La « tournée », la nouveauté de Noël, montre que quand la jeunesse pauvre et noire des périphéries de São Paulo occupe les shoppings annonçant vouloir participer à la fête de la consommation de masse, la réponse est toujours la même: la criminalisation. Mais que sont-ils réellement en train de « voler » à la classe moyenne brésilienne ?

[O rolezinho, a novidade deste Natal, mostra que, quando a juventude pobre e negra das periferias de São Paulo ocupa os shoppings anunciando que quer fazer parte da festa do consumo, a resposta é a de sempre: criminalização. Mas o que estes jovens estão, de fato, “roubando” da classe média brasileira?]

Une tragique situation à laquelle font face les autorités, un défi démocratique qui se présente devant eux. L’histoire a montré que l’on ne touche pas impunément à la classe moyenne brésilienne, cette même classe qui peut être plus conservatrice encore que les faucons du Tea Party américain.

Au Brésil aussi, la ségrégation fait recette !

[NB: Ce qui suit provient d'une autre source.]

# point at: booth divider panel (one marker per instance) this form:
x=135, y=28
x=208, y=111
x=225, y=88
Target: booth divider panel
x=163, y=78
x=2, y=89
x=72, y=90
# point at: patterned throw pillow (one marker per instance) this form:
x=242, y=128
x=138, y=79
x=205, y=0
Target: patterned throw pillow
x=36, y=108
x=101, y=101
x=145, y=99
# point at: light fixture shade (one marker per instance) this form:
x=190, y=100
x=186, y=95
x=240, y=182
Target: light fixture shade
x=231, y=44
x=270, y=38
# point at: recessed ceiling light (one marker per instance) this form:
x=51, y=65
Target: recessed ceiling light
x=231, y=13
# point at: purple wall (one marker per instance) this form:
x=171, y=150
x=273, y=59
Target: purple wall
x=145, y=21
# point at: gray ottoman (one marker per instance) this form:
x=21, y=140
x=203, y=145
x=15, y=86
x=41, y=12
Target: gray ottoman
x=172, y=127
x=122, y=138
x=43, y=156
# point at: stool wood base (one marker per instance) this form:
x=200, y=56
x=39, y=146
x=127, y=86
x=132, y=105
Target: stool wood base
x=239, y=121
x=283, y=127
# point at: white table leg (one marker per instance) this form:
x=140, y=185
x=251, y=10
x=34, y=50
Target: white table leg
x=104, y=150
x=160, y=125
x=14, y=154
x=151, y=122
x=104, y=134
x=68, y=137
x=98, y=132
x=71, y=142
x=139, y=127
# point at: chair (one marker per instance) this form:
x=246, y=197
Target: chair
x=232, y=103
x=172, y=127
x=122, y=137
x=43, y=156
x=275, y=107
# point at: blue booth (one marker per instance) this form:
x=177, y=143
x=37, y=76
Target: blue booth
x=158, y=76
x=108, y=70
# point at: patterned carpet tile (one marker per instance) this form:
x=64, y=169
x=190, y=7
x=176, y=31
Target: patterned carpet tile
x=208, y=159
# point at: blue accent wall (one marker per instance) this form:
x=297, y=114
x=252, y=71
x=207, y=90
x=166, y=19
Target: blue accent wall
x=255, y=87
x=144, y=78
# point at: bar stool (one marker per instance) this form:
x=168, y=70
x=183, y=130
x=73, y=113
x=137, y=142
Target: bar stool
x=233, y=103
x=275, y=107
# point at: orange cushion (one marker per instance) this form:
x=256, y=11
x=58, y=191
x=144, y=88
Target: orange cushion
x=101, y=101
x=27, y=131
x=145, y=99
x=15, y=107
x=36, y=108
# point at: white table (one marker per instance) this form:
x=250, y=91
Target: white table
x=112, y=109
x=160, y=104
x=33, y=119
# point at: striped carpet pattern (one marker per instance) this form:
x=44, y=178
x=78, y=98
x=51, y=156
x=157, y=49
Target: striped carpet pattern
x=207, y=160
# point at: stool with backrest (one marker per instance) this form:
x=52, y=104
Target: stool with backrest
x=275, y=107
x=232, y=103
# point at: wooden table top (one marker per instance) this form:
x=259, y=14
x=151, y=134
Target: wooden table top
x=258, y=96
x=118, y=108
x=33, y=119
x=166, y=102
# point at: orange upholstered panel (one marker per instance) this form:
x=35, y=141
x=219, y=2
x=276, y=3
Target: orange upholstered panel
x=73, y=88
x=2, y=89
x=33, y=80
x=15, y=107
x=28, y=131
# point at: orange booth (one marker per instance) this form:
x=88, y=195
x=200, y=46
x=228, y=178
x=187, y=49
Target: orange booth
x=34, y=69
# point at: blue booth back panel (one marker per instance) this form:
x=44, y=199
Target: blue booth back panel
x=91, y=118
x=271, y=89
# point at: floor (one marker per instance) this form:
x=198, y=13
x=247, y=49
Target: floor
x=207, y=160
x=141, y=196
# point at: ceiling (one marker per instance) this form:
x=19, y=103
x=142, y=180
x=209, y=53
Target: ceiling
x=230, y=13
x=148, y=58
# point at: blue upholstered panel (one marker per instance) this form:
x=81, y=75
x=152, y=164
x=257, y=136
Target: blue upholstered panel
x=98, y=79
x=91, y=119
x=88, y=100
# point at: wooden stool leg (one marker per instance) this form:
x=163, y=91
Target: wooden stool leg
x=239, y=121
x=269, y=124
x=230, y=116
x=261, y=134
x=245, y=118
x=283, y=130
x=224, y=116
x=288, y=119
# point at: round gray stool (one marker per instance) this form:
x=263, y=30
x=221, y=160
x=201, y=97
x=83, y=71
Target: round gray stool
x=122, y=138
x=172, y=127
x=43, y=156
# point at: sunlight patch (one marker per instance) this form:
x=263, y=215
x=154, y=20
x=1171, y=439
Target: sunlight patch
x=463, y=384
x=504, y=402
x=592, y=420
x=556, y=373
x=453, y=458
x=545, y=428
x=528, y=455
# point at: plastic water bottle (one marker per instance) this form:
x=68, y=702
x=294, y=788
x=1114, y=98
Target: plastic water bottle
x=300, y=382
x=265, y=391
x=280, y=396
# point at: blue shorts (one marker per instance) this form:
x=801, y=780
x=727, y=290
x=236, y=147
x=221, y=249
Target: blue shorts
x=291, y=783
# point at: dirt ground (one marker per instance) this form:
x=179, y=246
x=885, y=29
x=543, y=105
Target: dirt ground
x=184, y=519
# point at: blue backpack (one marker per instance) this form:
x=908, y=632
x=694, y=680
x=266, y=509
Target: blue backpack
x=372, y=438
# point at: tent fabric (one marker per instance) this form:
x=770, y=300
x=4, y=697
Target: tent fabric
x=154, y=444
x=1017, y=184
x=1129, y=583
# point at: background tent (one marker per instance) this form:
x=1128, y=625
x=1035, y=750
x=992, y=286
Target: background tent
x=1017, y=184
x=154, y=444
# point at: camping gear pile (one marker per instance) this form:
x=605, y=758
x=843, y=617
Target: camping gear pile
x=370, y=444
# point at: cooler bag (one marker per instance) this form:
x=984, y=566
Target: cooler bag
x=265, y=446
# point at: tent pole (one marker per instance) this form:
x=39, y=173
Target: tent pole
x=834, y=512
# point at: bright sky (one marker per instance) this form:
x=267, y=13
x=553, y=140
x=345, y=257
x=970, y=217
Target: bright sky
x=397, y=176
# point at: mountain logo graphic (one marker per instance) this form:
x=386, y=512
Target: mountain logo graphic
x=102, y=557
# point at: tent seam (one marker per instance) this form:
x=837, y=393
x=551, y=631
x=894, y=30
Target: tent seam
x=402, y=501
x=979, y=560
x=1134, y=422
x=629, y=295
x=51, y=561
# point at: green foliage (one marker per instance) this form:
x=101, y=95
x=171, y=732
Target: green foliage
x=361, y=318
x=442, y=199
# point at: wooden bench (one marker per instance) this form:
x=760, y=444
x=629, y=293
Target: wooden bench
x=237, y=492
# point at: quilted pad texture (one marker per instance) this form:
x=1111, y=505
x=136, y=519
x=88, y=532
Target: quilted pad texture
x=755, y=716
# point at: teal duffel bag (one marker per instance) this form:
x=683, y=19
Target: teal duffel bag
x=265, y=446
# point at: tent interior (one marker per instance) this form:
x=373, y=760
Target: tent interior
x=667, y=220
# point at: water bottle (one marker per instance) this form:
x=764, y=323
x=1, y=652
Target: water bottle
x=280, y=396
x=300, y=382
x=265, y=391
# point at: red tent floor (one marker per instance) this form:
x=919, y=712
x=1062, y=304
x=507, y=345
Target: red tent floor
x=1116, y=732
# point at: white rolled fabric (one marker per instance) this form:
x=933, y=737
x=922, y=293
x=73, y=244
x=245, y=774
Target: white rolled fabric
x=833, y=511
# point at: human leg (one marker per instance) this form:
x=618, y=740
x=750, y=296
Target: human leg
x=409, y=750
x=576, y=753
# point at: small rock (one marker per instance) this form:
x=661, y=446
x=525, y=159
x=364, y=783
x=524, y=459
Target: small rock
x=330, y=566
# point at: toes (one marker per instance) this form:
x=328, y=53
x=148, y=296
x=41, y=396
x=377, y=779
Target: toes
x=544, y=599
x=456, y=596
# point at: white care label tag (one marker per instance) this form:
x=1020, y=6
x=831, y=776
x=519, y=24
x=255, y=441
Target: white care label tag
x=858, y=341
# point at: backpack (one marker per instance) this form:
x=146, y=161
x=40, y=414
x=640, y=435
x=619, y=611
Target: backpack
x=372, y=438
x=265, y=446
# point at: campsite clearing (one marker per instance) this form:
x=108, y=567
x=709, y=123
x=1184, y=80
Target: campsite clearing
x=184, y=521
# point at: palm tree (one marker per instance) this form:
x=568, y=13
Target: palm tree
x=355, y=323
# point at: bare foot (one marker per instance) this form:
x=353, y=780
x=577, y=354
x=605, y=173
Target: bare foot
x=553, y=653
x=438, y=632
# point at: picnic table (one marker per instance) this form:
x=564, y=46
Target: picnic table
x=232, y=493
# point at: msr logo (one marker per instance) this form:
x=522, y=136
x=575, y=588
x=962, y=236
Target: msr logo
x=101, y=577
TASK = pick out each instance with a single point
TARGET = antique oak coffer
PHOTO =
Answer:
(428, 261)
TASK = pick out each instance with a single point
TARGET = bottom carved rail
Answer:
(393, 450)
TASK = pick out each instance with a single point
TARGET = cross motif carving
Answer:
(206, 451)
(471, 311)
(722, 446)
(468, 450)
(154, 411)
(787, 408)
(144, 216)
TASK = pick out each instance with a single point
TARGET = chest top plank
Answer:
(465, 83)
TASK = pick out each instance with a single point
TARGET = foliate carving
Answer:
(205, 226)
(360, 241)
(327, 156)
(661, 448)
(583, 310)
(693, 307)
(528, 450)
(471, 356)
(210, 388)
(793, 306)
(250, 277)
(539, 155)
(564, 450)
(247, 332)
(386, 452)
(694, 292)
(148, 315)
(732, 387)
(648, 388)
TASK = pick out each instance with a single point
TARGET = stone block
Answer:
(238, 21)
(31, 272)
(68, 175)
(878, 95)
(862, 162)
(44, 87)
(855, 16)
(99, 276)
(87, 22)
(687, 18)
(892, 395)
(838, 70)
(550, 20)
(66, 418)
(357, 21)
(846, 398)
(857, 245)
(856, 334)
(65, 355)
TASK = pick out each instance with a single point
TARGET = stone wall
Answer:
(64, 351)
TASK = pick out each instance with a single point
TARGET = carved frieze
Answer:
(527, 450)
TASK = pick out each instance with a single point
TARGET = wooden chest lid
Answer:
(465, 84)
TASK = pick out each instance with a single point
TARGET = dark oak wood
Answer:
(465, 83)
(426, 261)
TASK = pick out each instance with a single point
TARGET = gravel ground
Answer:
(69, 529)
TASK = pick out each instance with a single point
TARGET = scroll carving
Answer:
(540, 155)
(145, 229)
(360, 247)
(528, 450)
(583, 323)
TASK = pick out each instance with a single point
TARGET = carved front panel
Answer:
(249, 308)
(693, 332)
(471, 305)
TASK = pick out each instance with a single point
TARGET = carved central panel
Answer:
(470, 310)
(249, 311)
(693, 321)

Complément de billet :  des images choquantes montrant des agents de la police militaire en train d’agresser les jeunes des banlieues.

 

Partagez

Commentaires

nelly
Répondre

Je ne savais pas de cette nouvelle!

Serge
Répondre

c'est pourtant d'actualité... très choquant, on appelle déjà l'affaire "l'Apartheid brésilien"

De Rocher Chembessi
Répondre

C'est pour le moins très triste pour le Brésil que j'aime si tant pour sa beauté...

nathalie
Répondre

Les inégalités sociales... au fait, c'est quoi une classe sociale ? L'homme aura tout inventé pour créer des divisions d'avec son frère. L'argent est devenu le boss. C'est tellement triste tout ça.

Serge
Répondre

Je pense que si ces noirs avaient l'argent pour acheter, on ne les expulserait pas!

yannick
Répondre

Exactement, le problème c'est qu'il ne viennent pas forcémment pour acheter vu qu'ils n'en ont pas, ou plutôt que l'on leur en donne pas, les moyens
C'est ça qui gêne le plus !

Serge
Répondre

Oui, ils vont faire du lèche-vitre sans l'argent... inacceptable pour la classe moyenne. Après avoir vu certaines images ce vendredi je me dis que certains jeunes exagèrent avec le brut quand même :) mais bon, ils ne blessent personne.
Le plus incohérent dans tout ça, c'est qu'ils peuvent payer plus de 10 mil s'ils sont arretés... quelle logique !

Emile
Répondre

Les Favelas Mundo ou le monde des défavorisés... Les inégalités sociales ont toujours existé dans toutes les sociétés. Il y a juste qu'elles prennent des formes parfois inhumaines comme dans ce cas.
J'admire surtout ta culture en abordant plusieurs thèmes sur les relations internationales et les idéaux des principaux acteurs.
Excellent billet!
Amitiés

Serge
Répondre

Merci pour ce compliment...

Boukari Ouédraogo
Répondre

Les inégalités sociales existent partout comme on peut bien le constater. Vu d'Afrique, l'image qu'on a du Brésil, c'est le foot, les télénovelas à l'eau de rose. Je pense qu'il faudrait que les autorités essaient de prendre le problème à bras le corps, sinon, la situation risque d'exploser et à ce moment elle sera incontrôlable.